How to abort SourceFile.processAll that's gone bad


#1

I synced a whole bunch of files and wanted to process them all.

I ran:

SourceFile.processAll({filter: ‘status==“initial”’)

and I found that the command is processing the files one-by-one, which obviously is not ideal. I realized I should have used instead:

SourceFile.processAll({filter: ‘status==“initial”’, async: true})

which would process them all in the background in parallel. However, all the files from my initial operation have moved from initial status to scheduled status – and I can’t seem to pull them undo this.

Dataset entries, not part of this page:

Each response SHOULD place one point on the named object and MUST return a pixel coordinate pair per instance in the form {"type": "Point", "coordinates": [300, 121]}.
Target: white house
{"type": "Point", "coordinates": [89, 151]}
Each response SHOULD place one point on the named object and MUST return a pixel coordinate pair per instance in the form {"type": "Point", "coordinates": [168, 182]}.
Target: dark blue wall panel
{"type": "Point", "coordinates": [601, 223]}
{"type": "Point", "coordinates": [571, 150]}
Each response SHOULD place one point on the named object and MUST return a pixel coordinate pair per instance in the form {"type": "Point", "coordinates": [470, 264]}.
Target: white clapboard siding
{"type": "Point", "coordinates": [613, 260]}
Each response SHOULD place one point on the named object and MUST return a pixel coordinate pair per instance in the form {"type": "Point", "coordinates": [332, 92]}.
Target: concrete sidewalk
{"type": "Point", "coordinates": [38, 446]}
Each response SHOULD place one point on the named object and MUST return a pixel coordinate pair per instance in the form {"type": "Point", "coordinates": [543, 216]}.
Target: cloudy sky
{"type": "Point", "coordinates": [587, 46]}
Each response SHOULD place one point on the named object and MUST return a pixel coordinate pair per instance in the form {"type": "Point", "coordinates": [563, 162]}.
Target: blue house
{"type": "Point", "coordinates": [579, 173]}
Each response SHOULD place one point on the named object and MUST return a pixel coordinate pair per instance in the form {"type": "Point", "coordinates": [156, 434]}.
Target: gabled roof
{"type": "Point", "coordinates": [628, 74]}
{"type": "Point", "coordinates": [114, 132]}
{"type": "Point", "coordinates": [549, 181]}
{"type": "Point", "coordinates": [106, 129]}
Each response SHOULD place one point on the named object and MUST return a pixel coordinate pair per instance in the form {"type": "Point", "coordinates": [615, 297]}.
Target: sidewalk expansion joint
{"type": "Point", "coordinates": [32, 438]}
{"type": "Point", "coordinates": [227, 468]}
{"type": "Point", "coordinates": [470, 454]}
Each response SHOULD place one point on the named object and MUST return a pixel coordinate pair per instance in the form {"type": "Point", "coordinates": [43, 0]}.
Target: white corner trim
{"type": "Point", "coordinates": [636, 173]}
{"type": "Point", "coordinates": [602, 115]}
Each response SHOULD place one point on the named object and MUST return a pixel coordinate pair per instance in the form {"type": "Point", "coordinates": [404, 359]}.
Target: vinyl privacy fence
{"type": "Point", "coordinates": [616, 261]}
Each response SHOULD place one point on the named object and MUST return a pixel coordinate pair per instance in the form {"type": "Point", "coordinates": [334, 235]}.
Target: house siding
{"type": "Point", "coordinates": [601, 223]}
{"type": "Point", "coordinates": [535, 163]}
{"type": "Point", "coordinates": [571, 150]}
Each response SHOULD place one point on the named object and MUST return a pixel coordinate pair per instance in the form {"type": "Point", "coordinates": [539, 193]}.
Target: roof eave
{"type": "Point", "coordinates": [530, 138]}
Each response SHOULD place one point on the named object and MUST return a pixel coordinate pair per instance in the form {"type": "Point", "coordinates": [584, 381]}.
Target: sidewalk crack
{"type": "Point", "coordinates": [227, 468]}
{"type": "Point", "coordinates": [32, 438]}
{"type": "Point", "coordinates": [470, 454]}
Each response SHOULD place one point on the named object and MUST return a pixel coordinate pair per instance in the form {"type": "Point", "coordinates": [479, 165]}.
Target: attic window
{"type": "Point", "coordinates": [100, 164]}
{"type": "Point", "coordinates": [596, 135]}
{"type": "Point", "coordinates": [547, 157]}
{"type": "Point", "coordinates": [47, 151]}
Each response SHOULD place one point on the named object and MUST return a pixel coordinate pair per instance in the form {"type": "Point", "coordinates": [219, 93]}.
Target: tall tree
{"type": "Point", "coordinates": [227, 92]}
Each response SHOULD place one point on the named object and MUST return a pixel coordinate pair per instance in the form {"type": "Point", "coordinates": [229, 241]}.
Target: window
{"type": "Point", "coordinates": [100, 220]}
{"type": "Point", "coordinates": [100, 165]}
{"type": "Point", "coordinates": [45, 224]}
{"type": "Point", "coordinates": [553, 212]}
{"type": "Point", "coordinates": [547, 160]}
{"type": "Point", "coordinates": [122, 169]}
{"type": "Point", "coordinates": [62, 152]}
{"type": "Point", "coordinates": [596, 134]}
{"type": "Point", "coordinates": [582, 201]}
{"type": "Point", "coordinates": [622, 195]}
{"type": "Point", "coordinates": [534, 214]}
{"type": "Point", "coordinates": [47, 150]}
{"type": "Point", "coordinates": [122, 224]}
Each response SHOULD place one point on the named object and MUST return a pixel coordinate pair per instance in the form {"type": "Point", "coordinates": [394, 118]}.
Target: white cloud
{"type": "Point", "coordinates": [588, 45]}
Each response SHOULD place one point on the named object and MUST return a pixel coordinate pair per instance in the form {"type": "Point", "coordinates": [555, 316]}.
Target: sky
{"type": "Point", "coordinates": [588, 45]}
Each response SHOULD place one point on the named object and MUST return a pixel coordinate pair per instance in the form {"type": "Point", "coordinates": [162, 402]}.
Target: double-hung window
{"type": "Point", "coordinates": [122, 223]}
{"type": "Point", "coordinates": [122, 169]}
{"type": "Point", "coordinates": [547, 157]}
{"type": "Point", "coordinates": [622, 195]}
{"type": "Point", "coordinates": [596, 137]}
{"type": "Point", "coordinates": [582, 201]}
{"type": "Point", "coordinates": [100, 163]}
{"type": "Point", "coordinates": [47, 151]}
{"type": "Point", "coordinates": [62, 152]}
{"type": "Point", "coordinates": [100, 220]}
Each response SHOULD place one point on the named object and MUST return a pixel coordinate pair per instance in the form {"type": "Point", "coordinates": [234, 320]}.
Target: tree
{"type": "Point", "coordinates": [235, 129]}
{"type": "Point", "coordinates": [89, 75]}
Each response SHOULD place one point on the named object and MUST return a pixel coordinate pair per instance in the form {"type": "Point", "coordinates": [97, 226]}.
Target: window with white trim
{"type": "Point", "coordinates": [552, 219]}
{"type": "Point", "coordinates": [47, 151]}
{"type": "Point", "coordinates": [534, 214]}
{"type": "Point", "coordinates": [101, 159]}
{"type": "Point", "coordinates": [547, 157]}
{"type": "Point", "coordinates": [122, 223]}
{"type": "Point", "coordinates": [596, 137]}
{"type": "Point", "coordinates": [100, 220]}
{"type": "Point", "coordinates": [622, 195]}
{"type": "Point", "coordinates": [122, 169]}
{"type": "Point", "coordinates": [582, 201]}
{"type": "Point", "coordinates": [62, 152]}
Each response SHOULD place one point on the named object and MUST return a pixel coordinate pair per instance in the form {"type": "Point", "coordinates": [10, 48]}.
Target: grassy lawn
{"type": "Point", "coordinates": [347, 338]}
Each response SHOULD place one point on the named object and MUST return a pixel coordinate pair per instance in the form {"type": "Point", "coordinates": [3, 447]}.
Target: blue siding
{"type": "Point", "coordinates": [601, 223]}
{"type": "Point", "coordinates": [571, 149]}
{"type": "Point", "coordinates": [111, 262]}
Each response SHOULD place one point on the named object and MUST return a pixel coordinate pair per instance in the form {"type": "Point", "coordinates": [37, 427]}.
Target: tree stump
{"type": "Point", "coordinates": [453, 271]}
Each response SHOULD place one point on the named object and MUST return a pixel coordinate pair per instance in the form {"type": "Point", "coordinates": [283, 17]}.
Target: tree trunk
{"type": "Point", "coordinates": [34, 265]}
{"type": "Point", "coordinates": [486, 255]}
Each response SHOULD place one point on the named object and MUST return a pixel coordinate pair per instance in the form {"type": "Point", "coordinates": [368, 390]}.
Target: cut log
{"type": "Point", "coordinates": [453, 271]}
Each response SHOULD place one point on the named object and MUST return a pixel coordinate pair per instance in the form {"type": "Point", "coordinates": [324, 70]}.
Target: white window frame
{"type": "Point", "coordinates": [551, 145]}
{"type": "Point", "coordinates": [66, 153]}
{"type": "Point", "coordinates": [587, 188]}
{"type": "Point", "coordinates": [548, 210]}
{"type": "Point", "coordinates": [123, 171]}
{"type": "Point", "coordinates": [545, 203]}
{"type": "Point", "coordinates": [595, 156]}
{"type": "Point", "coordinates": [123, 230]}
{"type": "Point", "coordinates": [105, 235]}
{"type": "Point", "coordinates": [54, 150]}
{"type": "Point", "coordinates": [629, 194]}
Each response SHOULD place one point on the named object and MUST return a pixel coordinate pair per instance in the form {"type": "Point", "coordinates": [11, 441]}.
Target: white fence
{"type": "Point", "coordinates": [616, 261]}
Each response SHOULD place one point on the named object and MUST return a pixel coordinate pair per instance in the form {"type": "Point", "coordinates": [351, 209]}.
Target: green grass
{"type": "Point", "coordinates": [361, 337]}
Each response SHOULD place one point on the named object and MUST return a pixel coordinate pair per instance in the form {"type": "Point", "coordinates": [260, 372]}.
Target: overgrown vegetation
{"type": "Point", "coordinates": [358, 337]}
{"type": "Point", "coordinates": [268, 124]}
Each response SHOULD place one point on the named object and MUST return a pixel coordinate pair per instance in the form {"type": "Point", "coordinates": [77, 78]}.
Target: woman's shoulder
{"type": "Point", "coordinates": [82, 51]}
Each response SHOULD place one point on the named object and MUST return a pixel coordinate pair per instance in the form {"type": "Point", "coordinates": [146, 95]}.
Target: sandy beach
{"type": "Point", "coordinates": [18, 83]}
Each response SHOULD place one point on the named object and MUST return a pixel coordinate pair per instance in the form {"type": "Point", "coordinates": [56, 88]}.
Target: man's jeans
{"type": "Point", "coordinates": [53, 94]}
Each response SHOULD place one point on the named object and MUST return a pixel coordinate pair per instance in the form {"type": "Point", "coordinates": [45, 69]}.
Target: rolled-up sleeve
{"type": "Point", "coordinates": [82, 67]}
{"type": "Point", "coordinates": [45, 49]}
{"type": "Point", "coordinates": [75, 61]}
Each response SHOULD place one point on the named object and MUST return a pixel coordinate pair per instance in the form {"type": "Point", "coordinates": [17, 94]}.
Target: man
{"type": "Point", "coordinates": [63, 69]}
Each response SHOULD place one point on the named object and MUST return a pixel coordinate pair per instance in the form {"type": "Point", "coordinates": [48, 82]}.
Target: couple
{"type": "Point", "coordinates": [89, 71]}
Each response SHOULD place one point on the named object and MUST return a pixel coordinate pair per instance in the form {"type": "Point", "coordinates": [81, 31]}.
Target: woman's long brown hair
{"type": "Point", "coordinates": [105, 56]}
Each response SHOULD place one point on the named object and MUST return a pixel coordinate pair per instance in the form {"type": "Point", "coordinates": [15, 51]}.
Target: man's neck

What does scheduled actually mean,… how do I get them unscheduled so I can re-issue the command correctly?


#2

@paulyip processAll will schedule all the files but a batch of them at a time, async will only return the processAll call back almost immediately.
So once they are scheduled( chunked and placed in the queue), the chunks will be processed asynchronously and in parallel.
for more information on various statuses of source file check SourceFileStatus

But still if you want to undo your processing , you will have to clean up
JMS.purgeQueues("jms queue names you care about")

And run process again.


#3

Thank you for replying.

From what I observed, I am very certain that when I run it WITHOUT the { async: true} option, the processing of files is serialized.

When I monitored the queues, there was very little build up of DataLoadQueue, for example. When I run with WITH {async: true}, there was a much stronger backlog in DataLoadQueue - enabling more workers to participate in the work / more throughput. Am I going out of my mind?

We did seem to have some problem with a runaway process and Ops helped to cancel that processAll() action.

From there, I purged the queues, using JMS.purgeQueues as suggested. Now will try to get this data load restarted.